Of all the federal consumer complaint information filed with the CFPB, less than two percent involved payday lenders. There is no evidence to show that consumers have been harmed by payday loans, and that is true whether the loans involved a lump sum repayment or were repaid in installments.
Banks Do Not Offer Small, Short Term Loans
The payday loan industry has always supported the idea of banks offering small loans to consumers. However, most banks refuse to provide this service. Their customers typically do not need small loans of only a few hundred dollars. The market for payday loans is one that banks are unwilling to serve. Only payday loan lenders stand ready to provide this much-needed service.

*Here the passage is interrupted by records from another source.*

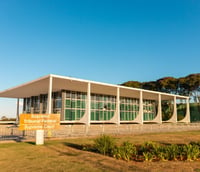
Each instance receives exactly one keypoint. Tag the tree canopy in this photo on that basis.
(187, 86)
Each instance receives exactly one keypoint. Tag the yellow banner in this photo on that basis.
(39, 121)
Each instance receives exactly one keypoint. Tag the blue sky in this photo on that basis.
(110, 41)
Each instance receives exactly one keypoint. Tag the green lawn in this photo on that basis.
(65, 155)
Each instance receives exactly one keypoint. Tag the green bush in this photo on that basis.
(148, 156)
(126, 151)
(172, 152)
(192, 152)
(149, 151)
(104, 144)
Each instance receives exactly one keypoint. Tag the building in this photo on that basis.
(89, 102)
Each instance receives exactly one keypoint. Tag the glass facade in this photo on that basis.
(129, 108)
(149, 110)
(102, 107)
(75, 105)
(57, 102)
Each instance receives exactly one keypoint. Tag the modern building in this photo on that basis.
(89, 102)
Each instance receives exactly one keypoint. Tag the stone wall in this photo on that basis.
(76, 130)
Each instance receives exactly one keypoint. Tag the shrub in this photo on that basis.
(172, 152)
(148, 156)
(125, 151)
(192, 152)
(104, 144)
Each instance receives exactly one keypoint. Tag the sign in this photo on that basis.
(39, 121)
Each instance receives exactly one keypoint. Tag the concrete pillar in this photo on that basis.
(17, 114)
(63, 106)
(116, 118)
(187, 116)
(139, 117)
(24, 105)
(173, 119)
(158, 118)
(118, 106)
(89, 103)
(159, 115)
(40, 133)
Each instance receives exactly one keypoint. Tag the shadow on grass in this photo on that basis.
(85, 147)
(31, 143)
(12, 137)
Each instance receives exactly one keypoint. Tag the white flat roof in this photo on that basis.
(41, 86)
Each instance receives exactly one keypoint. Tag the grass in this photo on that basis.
(65, 155)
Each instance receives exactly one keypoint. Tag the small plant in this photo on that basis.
(125, 151)
(172, 152)
(104, 144)
(192, 152)
(148, 156)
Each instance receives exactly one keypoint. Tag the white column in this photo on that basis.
(159, 115)
(175, 111)
(40, 133)
(118, 106)
(88, 103)
(186, 119)
(188, 110)
(49, 96)
(141, 113)
(17, 114)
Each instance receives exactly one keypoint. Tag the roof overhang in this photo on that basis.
(41, 86)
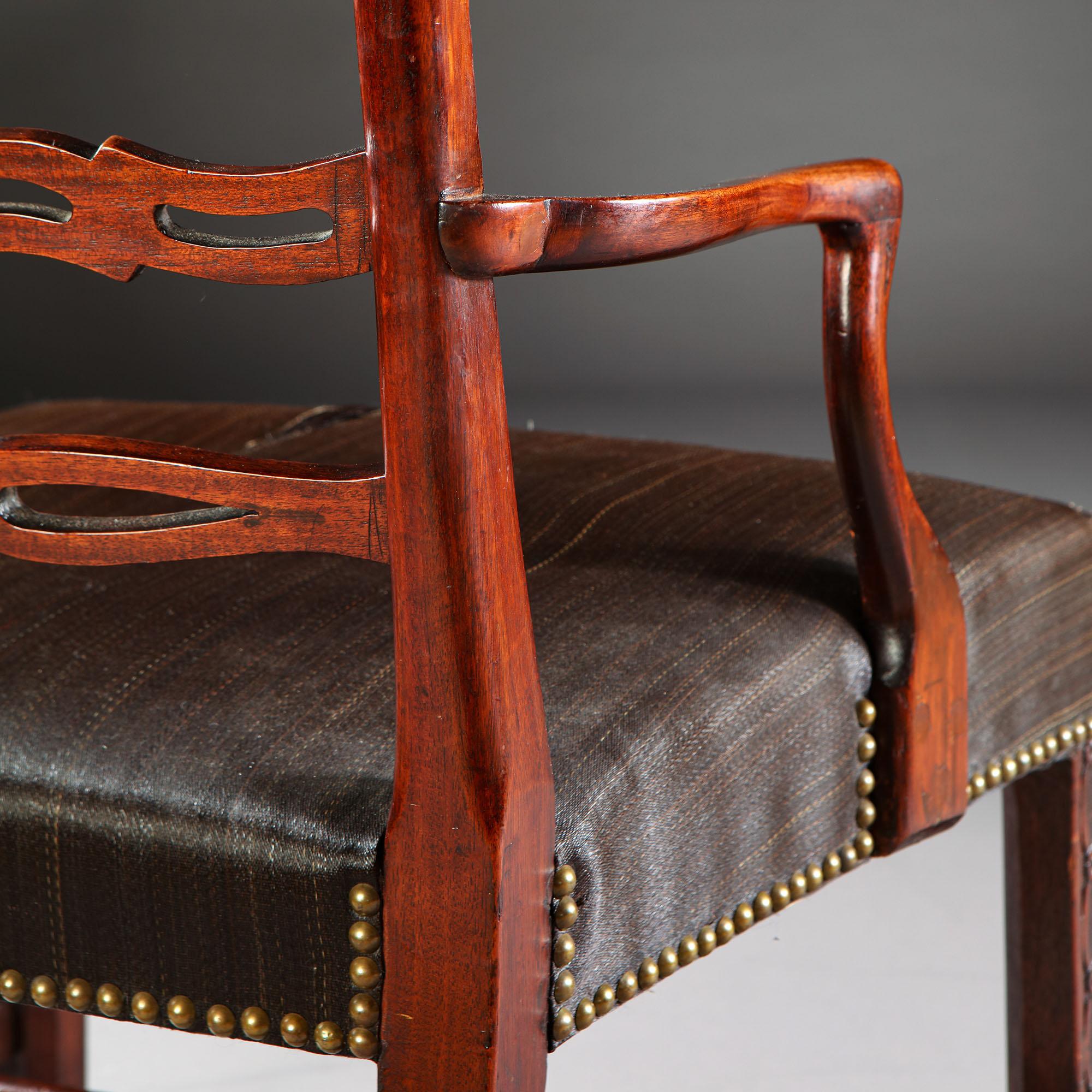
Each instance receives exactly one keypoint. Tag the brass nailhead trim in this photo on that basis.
(182, 1013)
(79, 995)
(44, 991)
(255, 1023)
(365, 974)
(146, 1008)
(1007, 768)
(691, 948)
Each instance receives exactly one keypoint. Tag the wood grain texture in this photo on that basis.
(274, 506)
(911, 602)
(913, 614)
(1048, 842)
(120, 193)
(490, 236)
(470, 844)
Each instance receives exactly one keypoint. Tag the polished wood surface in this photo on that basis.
(468, 854)
(490, 236)
(41, 1049)
(469, 850)
(263, 505)
(120, 223)
(911, 603)
(1048, 844)
(909, 594)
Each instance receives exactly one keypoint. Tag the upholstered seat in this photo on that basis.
(196, 757)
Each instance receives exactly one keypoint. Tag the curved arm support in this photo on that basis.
(260, 506)
(486, 236)
(909, 594)
(911, 602)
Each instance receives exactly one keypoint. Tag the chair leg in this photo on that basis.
(42, 1046)
(1048, 839)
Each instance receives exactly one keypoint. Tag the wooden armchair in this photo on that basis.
(299, 785)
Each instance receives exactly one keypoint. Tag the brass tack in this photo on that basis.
(182, 1012)
(563, 1025)
(648, 974)
(832, 865)
(744, 918)
(328, 1037)
(781, 896)
(363, 1043)
(364, 1011)
(565, 948)
(566, 912)
(867, 782)
(565, 882)
(110, 1000)
(79, 994)
(564, 987)
(798, 886)
(44, 991)
(294, 1029)
(13, 987)
(364, 900)
(256, 1023)
(585, 1016)
(364, 937)
(689, 951)
(707, 940)
(145, 1007)
(627, 988)
(864, 845)
(669, 962)
(763, 907)
(364, 971)
(221, 1020)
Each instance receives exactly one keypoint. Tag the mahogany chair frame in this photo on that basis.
(469, 851)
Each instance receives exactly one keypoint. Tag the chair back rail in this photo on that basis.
(263, 505)
(469, 851)
(121, 194)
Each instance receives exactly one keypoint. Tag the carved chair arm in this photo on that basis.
(915, 618)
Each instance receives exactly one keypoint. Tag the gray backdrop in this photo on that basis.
(982, 104)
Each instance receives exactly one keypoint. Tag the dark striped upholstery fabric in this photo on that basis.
(196, 757)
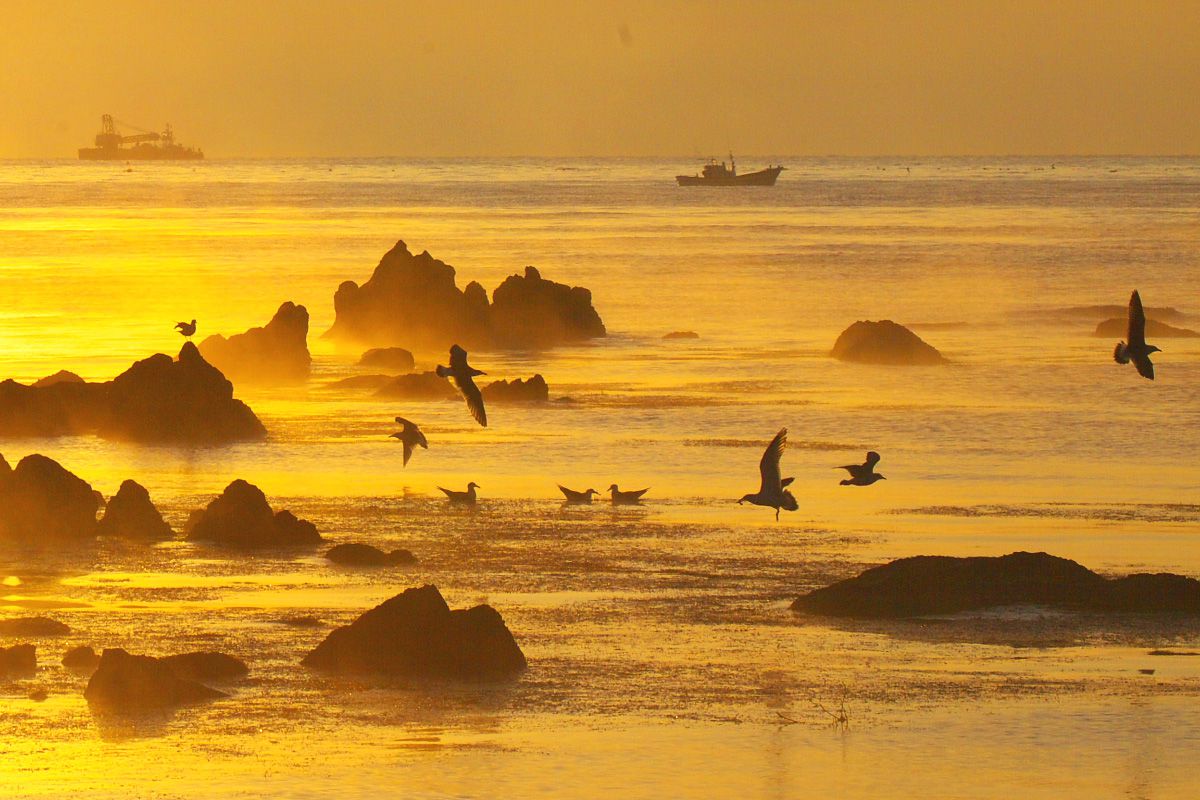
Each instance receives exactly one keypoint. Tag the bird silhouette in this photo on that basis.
(465, 378)
(772, 492)
(576, 498)
(409, 435)
(863, 474)
(627, 498)
(467, 498)
(1135, 348)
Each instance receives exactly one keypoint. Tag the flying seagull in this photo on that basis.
(627, 498)
(463, 376)
(462, 498)
(863, 474)
(1135, 348)
(771, 492)
(411, 435)
(577, 498)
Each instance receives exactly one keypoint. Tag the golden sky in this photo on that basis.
(646, 77)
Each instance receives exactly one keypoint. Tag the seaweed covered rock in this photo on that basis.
(131, 515)
(883, 342)
(941, 584)
(533, 390)
(125, 683)
(415, 633)
(241, 517)
(276, 354)
(40, 500)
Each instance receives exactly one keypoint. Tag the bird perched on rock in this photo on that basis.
(863, 474)
(1135, 348)
(463, 377)
(411, 435)
(772, 492)
(467, 498)
(627, 498)
(577, 498)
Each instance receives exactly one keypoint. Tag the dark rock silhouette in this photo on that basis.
(205, 666)
(276, 354)
(82, 659)
(131, 513)
(241, 517)
(533, 390)
(415, 300)
(157, 400)
(354, 554)
(126, 683)
(40, 500)
(1155, 329)
(940, 584)
(33, 626)
(397, 359)
(418, 385)
(415, 633)
(883, 342)
(18, 661)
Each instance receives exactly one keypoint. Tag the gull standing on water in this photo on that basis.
(771, 492)
(463, 376)
(1135, 348)
(411, 435)
(863, 474)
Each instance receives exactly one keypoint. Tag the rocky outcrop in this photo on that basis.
(159, 400)
(415, 300)
(415, 633)
(18, 661)
(241, 517)
(940, 584)
(131, 515)
(125, 683)
(276, 354)
(40, 500)
(396, 359)
(883, 342)
(533, 390)
(354, 554)
(1117, 328)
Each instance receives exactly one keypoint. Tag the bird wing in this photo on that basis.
(772, 479)
(1137, 332)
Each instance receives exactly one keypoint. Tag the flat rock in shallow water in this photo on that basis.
(942, 584)
(415, 633)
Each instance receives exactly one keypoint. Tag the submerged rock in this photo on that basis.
(131, 513)
(241, 517)
(415, 633)
(276, 354)
(397, 359)
(126, 683)
(940, 584)
(354, 554)
(883, 342)
(40, 499)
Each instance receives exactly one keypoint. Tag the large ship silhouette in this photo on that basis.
(147, 145)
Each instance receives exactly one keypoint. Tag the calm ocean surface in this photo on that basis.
(664, 660)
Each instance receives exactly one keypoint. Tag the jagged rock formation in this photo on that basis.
(415, 633)
(276, 354)
(243, 518)
(883, 342)
(415, 300)
(131, 513)
(940, 584)
(157, 400)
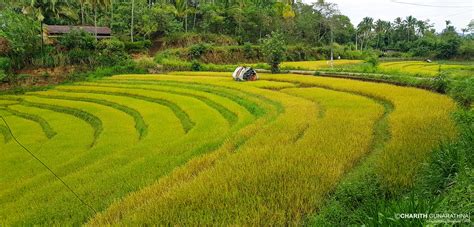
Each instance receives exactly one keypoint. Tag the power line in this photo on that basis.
(49, 169)
(428, 5)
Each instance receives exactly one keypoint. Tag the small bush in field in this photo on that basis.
(274, 48)
(195, 51)
(78, 38)
(195, 66)
(5, 64)
(111, 52)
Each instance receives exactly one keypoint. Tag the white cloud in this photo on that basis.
(456, 11)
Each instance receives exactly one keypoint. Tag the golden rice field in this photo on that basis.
(317, 65)
(421, 68)
(199, 149)
(410, 68)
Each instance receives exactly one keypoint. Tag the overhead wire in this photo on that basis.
(47, 167)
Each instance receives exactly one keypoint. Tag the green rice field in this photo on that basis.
(197, 148)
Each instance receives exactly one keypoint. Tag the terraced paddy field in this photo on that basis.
(198, 148)
(406, 68)
(317, 65)
(420, 68)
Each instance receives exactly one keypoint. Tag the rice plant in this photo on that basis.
(190, 148)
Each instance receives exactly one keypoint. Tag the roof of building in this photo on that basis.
(63, 29)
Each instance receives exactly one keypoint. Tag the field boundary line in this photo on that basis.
(140, 125)
(182, 116)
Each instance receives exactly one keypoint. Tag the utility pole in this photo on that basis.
(131, 29)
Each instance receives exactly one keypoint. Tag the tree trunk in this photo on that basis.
(42, 43)
(356, 42)
(95, 22)
(111, 13)
(131, 28)
(186, 23)
(82, 13)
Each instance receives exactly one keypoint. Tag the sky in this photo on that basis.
(459, 12)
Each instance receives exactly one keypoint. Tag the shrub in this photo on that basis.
(145, 63)
(21, 35)
(78, 38)
(195, 66)
(110, 45)
(439, 83)
(248, 50)
(373, 61)
(80, 56)
(195, 51)
(3, 75)
(274, 48)
(5, 64)
(138, 46)
(111, 52)
(4, 46)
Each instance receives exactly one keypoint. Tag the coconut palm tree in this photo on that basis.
(95, 5)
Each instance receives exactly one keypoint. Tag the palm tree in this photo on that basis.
(410, 26)
(45, 10)
(365, 27)
(96, 4)
(182, 12)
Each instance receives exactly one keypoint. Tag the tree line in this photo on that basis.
(316, 24)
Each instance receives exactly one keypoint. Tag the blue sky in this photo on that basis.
(459, 12)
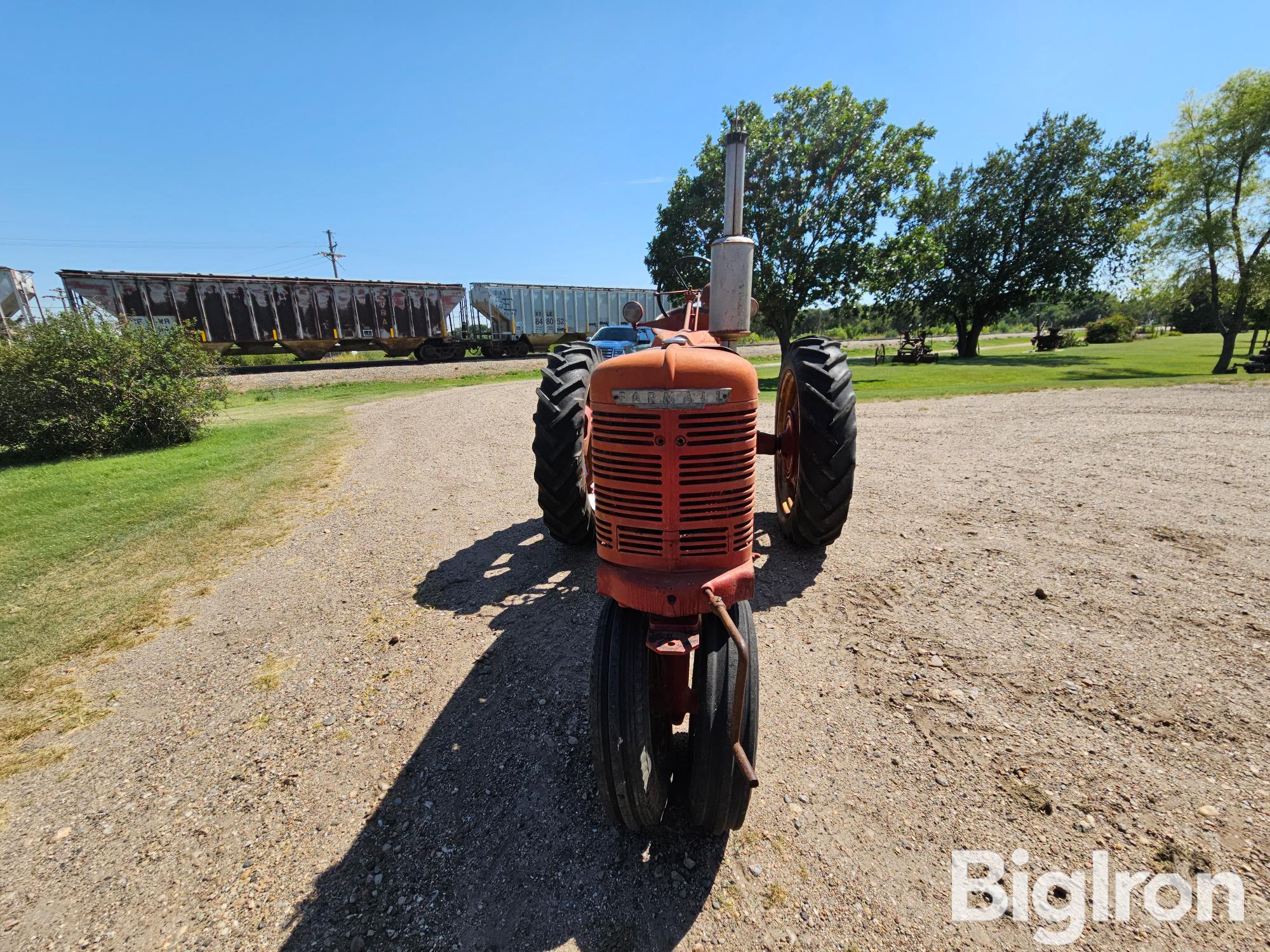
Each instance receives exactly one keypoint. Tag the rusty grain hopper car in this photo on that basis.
(309, 318)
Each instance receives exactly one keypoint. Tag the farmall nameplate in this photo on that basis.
(672, 398)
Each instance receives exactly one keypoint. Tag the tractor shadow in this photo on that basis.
(784, 572)
(492, 837)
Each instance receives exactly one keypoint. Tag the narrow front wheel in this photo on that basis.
(631, 742)
(718, 790)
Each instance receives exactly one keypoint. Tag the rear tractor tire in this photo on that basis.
(631, 744)
(559, 433)
(718, 791)
(816, 406)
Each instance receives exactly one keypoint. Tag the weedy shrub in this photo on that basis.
(1116, 329)
(77, 387)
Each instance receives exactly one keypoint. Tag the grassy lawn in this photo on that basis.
(92, 549)
(1161, 361)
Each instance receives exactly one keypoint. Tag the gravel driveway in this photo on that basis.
(1046, 626)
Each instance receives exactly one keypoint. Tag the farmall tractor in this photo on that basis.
(652, 455)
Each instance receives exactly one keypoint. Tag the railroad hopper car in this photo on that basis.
(524, 317)
(309, 318)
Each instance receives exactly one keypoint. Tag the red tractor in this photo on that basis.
(653, 456)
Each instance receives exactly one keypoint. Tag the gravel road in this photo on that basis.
(1046, 628)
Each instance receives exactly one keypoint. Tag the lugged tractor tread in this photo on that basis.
(718, 793)
(827, 441)
(558, 430)
(623, 728)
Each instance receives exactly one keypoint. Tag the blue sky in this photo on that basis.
(526, 143)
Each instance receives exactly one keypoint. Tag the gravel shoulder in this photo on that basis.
(374, 734)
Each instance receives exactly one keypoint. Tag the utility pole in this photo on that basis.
(331, 253)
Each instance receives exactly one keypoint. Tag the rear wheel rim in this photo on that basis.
(787, 460)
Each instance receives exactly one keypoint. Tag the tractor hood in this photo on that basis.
(676, 376)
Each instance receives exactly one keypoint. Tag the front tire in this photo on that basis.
(631, 746)
(559, 435)
(718, 791)
(816, 404)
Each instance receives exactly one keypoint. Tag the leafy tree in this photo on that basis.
(77, 385)
(1033, 223)
(820, 173)
(1216, 213)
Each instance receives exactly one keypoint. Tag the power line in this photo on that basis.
(124, 244)
(331, 253)
(279, 265)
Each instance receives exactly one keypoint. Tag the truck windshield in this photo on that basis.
(627, 334)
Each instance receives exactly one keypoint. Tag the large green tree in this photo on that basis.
(1037, 221)
(1216, 214)
(821, 172)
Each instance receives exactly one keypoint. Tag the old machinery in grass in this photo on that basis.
(915, 350)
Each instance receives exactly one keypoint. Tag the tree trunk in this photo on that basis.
(783, 336)
(1229, 337)
(1231, 331)
(968, 338)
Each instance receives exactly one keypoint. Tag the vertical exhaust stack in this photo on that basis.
(732, 258)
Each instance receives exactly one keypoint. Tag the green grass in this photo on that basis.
(1156, 362)
(90, 549)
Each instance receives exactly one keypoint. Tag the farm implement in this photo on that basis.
(651, 458)
(915, 350)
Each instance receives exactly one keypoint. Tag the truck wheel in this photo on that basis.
(816, 407)
(631, 746)
(559, 433)
(718, 791)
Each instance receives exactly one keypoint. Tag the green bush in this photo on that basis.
(1116, 329)
(77, 385)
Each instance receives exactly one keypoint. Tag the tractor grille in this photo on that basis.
(675, 488)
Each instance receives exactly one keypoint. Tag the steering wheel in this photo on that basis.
(684, 284)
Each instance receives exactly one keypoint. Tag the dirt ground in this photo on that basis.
(374, 736)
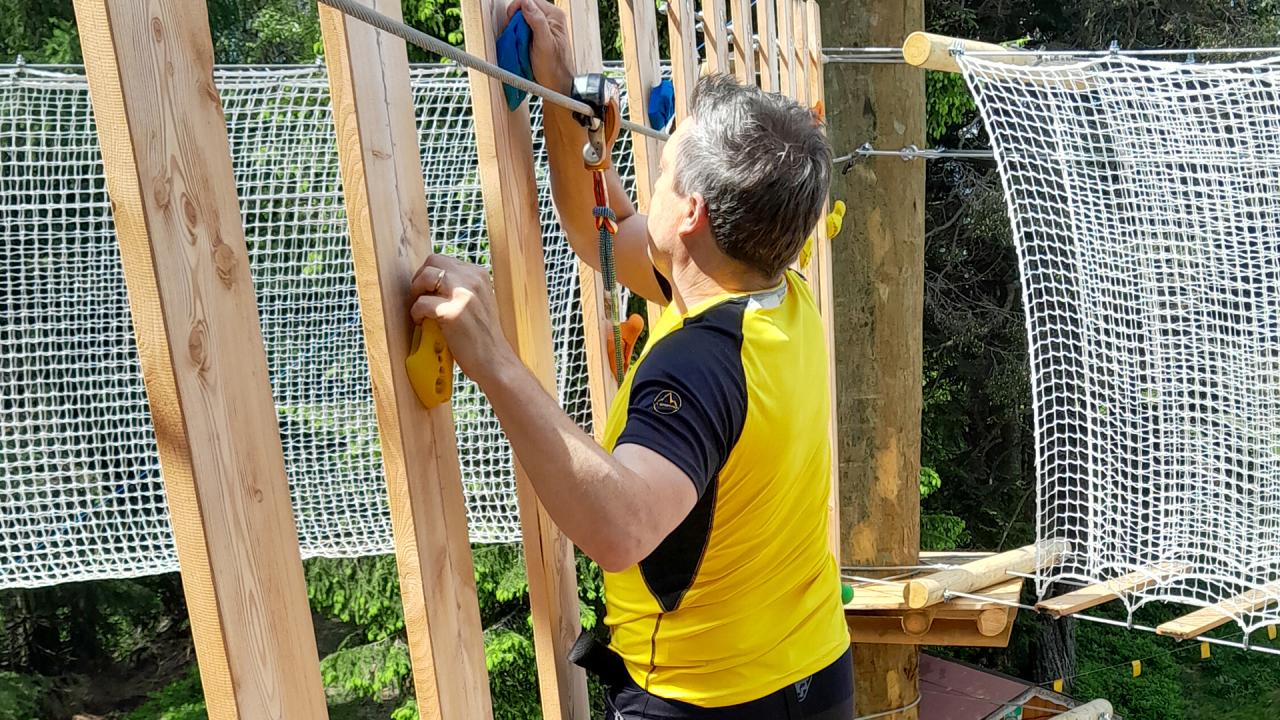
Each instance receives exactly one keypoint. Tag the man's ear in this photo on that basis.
(695, 217)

Payday Lenders Could Soon Be Out of Business
Payday lenders have come under recent attack by the Consumer Financial Protection Bureau’s (CFPB) proposed Small Dollar Lending Rule. The CFPB is in the process of developing rules and regulations that could put payday lenders out of business, even though borrowers believe that getting a payday loan should be up to the borrower, not the government.
Extended Repayment Plans: A New Development In The Payday Loan Industry
A recent article in the Salt Lake City Tribune proclaimed that 45,000 Utah residents were unable to repay payday loans last year and that only seven percent of borrowers were offered extended repayment plans.
Payday loans were originally two-week loans where borrowers were required to repay the full amount of the loan in one lump sum. Payday loans are now available with installment repayment plans, although single payment loans remain an option.
The state of Utah has recently adopted safety protections for payday loan consumers. The most striking development was that borrowers should be offered an extended and interest-free repayment period of several weeks. This policy was designed to upgrade the value of payday loans for all borrowers. An extended repayment period is also supported by CFSA’s mandatory member best practices.